As you condense your message into tightly written sentences, you’ll find it easier to concentrate on keywords and quantifiable evidence of your talents. As you will see from the next tip, it’s also important to incorporate a strong mix of keywords into each section on LinkedIn.

3. Add More Keywords for Stronger Reception From Employers

Many resumes include long job description and achievement sentences, which are helpful during your interviews. However, you’ll get more attention when you trim these details and strengthen your keyword content on LinkedIn. When you populate your Profile with the right mix of keywords, you can be found and recruited more easily.

For example, employers who seek a Sales leader might look for Contract Negotiations, Salesforce, Lead Generation, or Business Development, while those who want to hire a VP of IT could be looking for Infrastructure, Project Management, or IT Operations.

Take a look at the job descriptions for positions that interest you, and make a list of desired skills that match your expertise.

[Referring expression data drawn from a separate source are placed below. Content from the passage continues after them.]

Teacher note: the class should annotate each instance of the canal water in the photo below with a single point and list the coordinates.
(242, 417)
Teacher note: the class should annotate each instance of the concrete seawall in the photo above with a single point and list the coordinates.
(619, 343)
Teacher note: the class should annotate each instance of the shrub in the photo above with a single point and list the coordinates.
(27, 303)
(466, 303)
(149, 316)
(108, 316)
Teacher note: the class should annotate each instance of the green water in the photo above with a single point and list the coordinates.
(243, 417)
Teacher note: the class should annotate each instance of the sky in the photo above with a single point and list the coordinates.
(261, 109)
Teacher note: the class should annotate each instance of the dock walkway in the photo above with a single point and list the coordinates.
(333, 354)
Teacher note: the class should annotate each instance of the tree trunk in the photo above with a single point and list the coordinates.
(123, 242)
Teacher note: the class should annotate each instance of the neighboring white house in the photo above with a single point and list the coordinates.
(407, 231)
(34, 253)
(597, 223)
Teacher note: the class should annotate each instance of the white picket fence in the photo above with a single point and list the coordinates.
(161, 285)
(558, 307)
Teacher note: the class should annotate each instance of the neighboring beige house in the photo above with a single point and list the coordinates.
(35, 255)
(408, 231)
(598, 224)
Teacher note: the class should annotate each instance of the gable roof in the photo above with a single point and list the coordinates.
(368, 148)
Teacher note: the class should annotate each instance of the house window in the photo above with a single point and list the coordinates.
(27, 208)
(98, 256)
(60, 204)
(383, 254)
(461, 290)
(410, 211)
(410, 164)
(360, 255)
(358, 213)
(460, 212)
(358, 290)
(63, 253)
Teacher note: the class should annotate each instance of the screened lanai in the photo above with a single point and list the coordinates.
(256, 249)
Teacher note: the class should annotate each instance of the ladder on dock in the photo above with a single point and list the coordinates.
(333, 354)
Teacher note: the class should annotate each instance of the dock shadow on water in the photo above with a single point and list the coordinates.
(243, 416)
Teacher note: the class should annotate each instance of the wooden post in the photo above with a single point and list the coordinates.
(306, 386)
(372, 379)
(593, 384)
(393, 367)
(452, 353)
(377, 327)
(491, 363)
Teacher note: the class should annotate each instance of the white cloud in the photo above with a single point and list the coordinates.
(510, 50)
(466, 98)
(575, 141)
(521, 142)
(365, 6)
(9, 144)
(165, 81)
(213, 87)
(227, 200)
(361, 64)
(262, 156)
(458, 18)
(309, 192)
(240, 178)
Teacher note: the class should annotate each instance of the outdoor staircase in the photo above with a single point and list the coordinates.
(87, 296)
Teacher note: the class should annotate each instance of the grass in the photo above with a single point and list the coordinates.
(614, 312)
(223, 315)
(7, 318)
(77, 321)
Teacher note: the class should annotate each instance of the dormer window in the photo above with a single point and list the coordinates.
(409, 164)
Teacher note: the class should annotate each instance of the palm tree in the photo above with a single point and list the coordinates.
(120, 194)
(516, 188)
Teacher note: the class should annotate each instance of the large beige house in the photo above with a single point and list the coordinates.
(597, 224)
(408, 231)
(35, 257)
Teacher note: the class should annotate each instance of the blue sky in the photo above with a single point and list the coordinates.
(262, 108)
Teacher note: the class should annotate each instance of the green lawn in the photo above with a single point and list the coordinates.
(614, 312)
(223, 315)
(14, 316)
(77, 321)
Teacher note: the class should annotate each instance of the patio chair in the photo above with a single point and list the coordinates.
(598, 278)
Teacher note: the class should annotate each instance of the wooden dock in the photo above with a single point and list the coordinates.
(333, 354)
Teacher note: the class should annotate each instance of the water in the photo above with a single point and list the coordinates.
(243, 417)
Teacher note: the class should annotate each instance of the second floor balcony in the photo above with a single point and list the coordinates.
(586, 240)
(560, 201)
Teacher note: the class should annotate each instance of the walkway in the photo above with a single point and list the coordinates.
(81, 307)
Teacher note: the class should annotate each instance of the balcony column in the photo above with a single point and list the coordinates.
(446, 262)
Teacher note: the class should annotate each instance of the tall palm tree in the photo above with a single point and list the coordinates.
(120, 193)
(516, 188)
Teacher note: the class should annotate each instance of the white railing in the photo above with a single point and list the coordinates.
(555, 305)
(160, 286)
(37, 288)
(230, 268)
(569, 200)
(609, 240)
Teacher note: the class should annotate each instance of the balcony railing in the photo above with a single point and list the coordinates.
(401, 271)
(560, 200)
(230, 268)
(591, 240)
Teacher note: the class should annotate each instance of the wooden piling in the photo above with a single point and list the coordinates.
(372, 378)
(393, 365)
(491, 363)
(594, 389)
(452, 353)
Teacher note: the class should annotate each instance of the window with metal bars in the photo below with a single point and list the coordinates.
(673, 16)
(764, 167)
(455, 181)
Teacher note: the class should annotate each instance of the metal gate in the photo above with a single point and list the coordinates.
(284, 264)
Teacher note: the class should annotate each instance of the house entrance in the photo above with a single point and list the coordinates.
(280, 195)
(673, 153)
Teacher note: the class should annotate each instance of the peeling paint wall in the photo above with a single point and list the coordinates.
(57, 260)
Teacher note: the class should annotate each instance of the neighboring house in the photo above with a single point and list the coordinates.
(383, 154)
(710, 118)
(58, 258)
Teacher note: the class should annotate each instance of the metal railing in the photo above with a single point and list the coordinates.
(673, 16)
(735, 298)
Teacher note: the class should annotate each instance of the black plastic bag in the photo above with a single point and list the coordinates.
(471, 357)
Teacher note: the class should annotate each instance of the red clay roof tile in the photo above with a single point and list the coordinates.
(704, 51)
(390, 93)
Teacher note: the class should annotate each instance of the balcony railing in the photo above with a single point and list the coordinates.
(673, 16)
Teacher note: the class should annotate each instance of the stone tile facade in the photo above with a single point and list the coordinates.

Next, blend these terms in with your experience and use these throughout your LinkedIn Profile.

These examples show how the keywords turnaround, Six Sigma, operations, manufacturing, sales pipeline, consultative sales, and patient care quality are blended into brief success stories for a senior executive, sales candidate, and healthcare leader:

Executed swift manufacturing plant turnaround by increasing operations productivity 32% and bringing in Lean Six Sigma techniques.

Grew sales pipeline 15% in first 30 days using consultative sales techniques.

Set safety-first mandate across ABC Hospital, resulting in patient care quality improvements and high satisfaction rates.

In summary, even a well-written resume isn’t social media-ready – until you’ve taken these actions to tune it for reading and employer searchability on LinkedIn.